DNA is a quaternary program that runs on a cell computer. to accurately describe a cell system, we need all the information of the DNA, but also the information of the computer it runs on. all the proteins, all the structure, all the constraints. DNA might be a key, but alone it is worthless.
so we have a new layer of agents. we have the laws that govern things both in groups and alone (laws), and we now have things that can do work independently. the why is easy, it is part of their properties, these small machines are just like elaborate catalysts, mindless automatons. but they function as new laws for bigger systems.
but more essential to them is the fact that their activity adds to the structure of their surrounding world. like the boy picking up pebbles to draw a circle, these molecules take in simpler forms of matter and energy and convert them in more arranged forms thereof. information must include not only the “actg” letters, but also all the machinery required. so to quantify a cell, we would have to quantify everything.
how much information are we talking about? i am leaving quantification for later. but if we survey all the constituents of a cell, which themselves are thousands, and if we compute how unlikely it is that they are all together versus apart, we can quickly realize that the information stored there is no short than a universally big number. note that physical information is not computing the “actg” unique sequence in bits, that is computational ignorance. that is not physical information, that is information we perceive as high level, us being humans. the real information includes all constituents and their structure. the names, as we’ll see soon, are a human illusion.

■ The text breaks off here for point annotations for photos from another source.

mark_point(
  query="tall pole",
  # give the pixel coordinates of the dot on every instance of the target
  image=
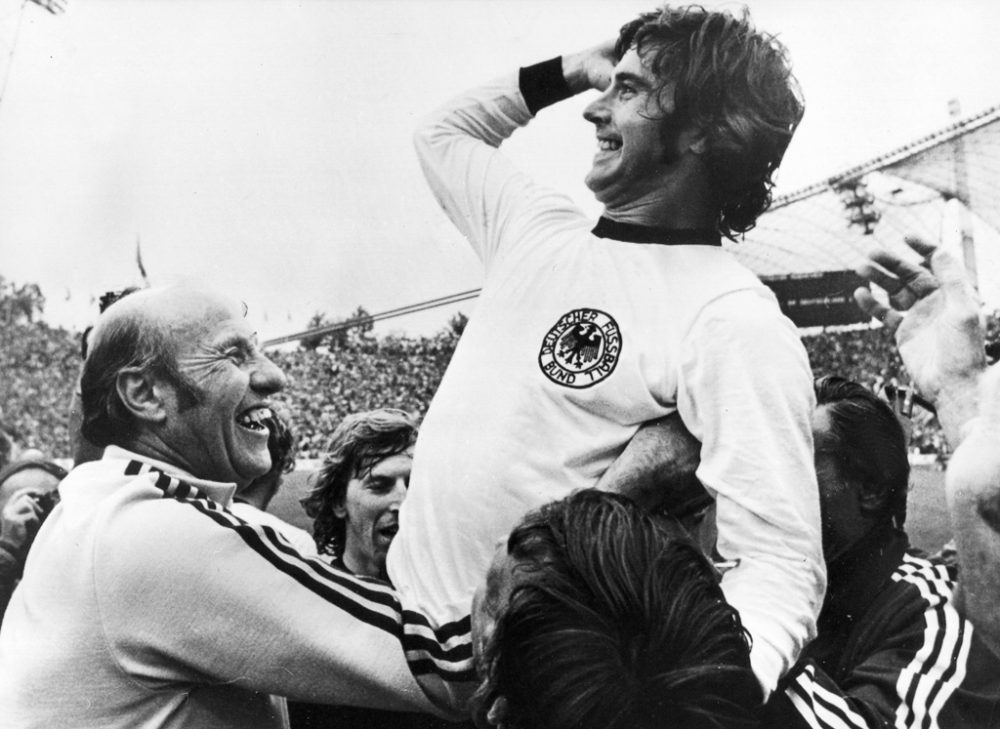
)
(962, 193)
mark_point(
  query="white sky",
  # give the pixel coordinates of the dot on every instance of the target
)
(264, 146)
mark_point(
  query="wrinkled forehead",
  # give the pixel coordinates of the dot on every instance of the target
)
(194, 317)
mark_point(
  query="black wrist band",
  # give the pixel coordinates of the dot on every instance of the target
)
(543, 84)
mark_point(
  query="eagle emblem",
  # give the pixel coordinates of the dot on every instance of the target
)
(581, 349)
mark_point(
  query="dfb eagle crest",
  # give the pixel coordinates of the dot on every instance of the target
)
(581, 349)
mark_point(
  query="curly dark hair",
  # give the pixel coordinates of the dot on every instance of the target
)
(360, 442)
(732, 82)
(615, 620)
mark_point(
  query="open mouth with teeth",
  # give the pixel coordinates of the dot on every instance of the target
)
(389, 531)
(255, 419)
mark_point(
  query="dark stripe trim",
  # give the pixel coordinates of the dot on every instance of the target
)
(543, 84)
(634, 233)
(834, 709)
(344, 592)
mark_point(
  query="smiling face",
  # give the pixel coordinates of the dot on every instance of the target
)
(370, 510)
(490, 600)
(637, 143)
(214, 415)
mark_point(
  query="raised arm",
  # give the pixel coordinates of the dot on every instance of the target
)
(934, 313)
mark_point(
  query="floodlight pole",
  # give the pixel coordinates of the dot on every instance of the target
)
(962, 193)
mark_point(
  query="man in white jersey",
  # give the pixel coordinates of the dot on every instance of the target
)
(584, 333)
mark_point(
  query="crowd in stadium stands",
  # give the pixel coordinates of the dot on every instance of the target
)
(363, 372)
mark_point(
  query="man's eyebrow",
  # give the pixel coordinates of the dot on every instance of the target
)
(632, 78)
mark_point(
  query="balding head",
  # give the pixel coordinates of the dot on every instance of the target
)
(144, 334)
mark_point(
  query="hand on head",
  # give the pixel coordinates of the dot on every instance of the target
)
(20, 519)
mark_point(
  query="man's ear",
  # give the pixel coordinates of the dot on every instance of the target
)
(141, 394)
(497, 715)
(698, 142)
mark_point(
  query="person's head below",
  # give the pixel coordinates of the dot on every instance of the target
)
(595, 613)
(700, 101)
(82, 449)
(39, 476)
(175, 374)
(861, 463)
(356, 497)
(281, 444)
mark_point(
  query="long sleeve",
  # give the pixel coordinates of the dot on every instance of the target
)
(745, 390)
(909, 664)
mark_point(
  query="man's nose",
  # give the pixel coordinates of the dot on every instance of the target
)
(266, 377)
(399, 489)
(598, 111)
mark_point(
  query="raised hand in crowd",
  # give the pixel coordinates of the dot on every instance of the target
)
(20, 519)
(935, 314)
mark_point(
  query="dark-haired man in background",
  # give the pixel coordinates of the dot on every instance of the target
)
(145, 600)
(355, 500)
(595, 613)
(584, 333)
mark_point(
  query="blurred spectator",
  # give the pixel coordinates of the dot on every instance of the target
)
(355, 500)
(355, 503)
(890, 641)
(27, 495)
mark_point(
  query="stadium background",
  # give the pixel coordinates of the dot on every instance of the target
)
(943, 185)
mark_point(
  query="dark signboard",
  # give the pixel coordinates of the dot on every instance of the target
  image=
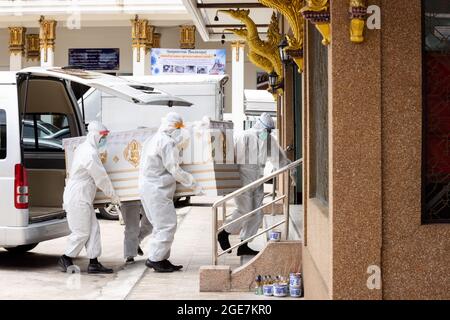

already we begin to see tiny minds at work. the molecules that move molecules around, following some anti-entropic imperative. that ensemble then, using the same rules, clusters itself in groups, becoming what we call organisms: . some of these will be specified, where large groups of similar cells can be called organs, systems, and so on. all these abstractions, as we’ve been saying, are just encapsulating names for things, since things themselves require no layers whatsoever.
so we continued our journey into the realms of the biochemist and now the biologist. to biologists, evolution and replication is about organisms. to a biochemist, it might be just about replication of certain molecules. either way, they are expressions of how entropy can locally be reversed, and slowly, we build up our complexity. soon, we will come full circle.